Luís Manuel ficou, assim, entregue à sua sorte. Com ele, dois colegas de quarto: havia um doente entubado, naquela enfermaria, e outro que seria submetido a uma intervenção cirúrgica. Pelas 22h30, ocorreu a mudança de turno da equipa de enfermagem. O homem libertou-se dos drenos e da algália, ainda que tivesse várias fraturas, conseguiu passar por cima das grades de proteção da cama e dirigiu-se à janela sem que, entretanto, os enfermeiros se tivessem apercebido daquilo que fizera. Um dos colegas era seu amigo e vizinho e gritou, mas ninguém acudiu. Luís Manuel abriu a janela, que tinha puxador – ao contrário do que é suposto -, e atirou-se. 

“De momento, estou muito fragilizada e não vou fazer nada”, diz a viúva em relação à instauração de um eventual processo contra o hospital. “A minha filha também diz que agora precisamos é de paz”, declara, revelando que o marido estava ansioso por ser avô pela primeira vez, pois apenas têm uma filha que está grávida de três meses – a quem o hospital telefonou, por volta da meia-noite de quarta-feira, a dar a notícia do falecimento do pai. Como o i já tinha noticiado, o último médico a escrever na ficha de José Manuel foi o único profissional que efetivamente anotou que o homem tinha caído do quarto andar, sendo que, antes dessa observação, existiam apenas dados referentes à manhã desse mesmo dia. “Queda do 4º andar. Encontrado em respiração agónica que evolui para PCR em AESP, manobras de SAV 20min com recuperação da circulação espontânea. Estabilização na SE. Fluidos, epinefrina, ácido tranexâmico. ECO FAST sem sinais da hemorragia. Peço TC CE, pescoço, tórax, abdómen pélvico. Na sala de TC novamente PCR em AESP. Verificado óbito às 23:30h”, lê-se no documento. 

Perguntas por responder Continuam a subsistir muitos pontos de interrogação nesta história. Será que Luís Manuel se suicidou porque pretendia, deliberadamente, pôr termo à vida ou terá desejado sair da enfermaria tal como os restantes doentes que pensam no regresso a casa? Do lado do Centro Hospitalar do Algarve, o silêncio mantém-se. O acontecimento foi comunicado à Polícia Judiciária de Faro, que está a investigar o caso e a autópsia foi realizada. Desde sexta-feira, o corpo está numa câmara frigorífica no Cemitério de Albufeira à espera da sua vez.

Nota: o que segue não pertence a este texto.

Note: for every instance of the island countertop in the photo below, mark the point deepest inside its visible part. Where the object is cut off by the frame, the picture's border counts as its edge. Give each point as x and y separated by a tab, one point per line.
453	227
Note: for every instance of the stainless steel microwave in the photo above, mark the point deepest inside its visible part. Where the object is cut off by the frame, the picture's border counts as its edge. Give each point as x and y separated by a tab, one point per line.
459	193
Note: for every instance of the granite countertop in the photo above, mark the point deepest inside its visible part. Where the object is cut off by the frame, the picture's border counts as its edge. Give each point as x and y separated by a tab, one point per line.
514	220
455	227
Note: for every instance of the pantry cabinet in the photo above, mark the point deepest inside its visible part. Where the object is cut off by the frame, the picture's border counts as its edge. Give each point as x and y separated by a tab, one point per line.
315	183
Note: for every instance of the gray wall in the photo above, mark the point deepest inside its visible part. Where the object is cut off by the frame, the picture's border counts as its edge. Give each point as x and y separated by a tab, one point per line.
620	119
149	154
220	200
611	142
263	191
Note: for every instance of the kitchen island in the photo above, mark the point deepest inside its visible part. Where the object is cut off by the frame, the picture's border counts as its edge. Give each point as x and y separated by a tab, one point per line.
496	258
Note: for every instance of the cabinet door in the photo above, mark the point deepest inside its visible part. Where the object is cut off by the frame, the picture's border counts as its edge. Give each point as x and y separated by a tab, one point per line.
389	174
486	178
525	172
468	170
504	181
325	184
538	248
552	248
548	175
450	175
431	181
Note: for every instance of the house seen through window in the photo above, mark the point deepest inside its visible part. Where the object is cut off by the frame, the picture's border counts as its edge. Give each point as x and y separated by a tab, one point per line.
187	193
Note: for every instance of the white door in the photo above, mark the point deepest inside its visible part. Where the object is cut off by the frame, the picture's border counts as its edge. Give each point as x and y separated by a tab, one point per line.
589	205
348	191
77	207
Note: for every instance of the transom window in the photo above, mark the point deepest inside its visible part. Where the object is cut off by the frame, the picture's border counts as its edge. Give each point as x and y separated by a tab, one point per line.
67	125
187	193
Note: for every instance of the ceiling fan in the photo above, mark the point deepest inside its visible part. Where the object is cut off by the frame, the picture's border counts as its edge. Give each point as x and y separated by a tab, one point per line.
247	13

Quando, nessa madrugada, Maria do Carmo recebeu a notícia da morte do marido, não acreditou que havia sido um suicídio. “Há muitos anos que o meu marido estava deprimido, era seguido por um psiquiatra e nunca teve ideias suicidas”, lembra Maria do Carmo. “Aquilo que penso é que ele apenas queria fugir dali”, desabafa. Confrontada com a informação de que na ficha de José Manuel somente consta que terá caído do 4.º andar, é assertiva: “Claro, o hospital quer salvaguardar-se”.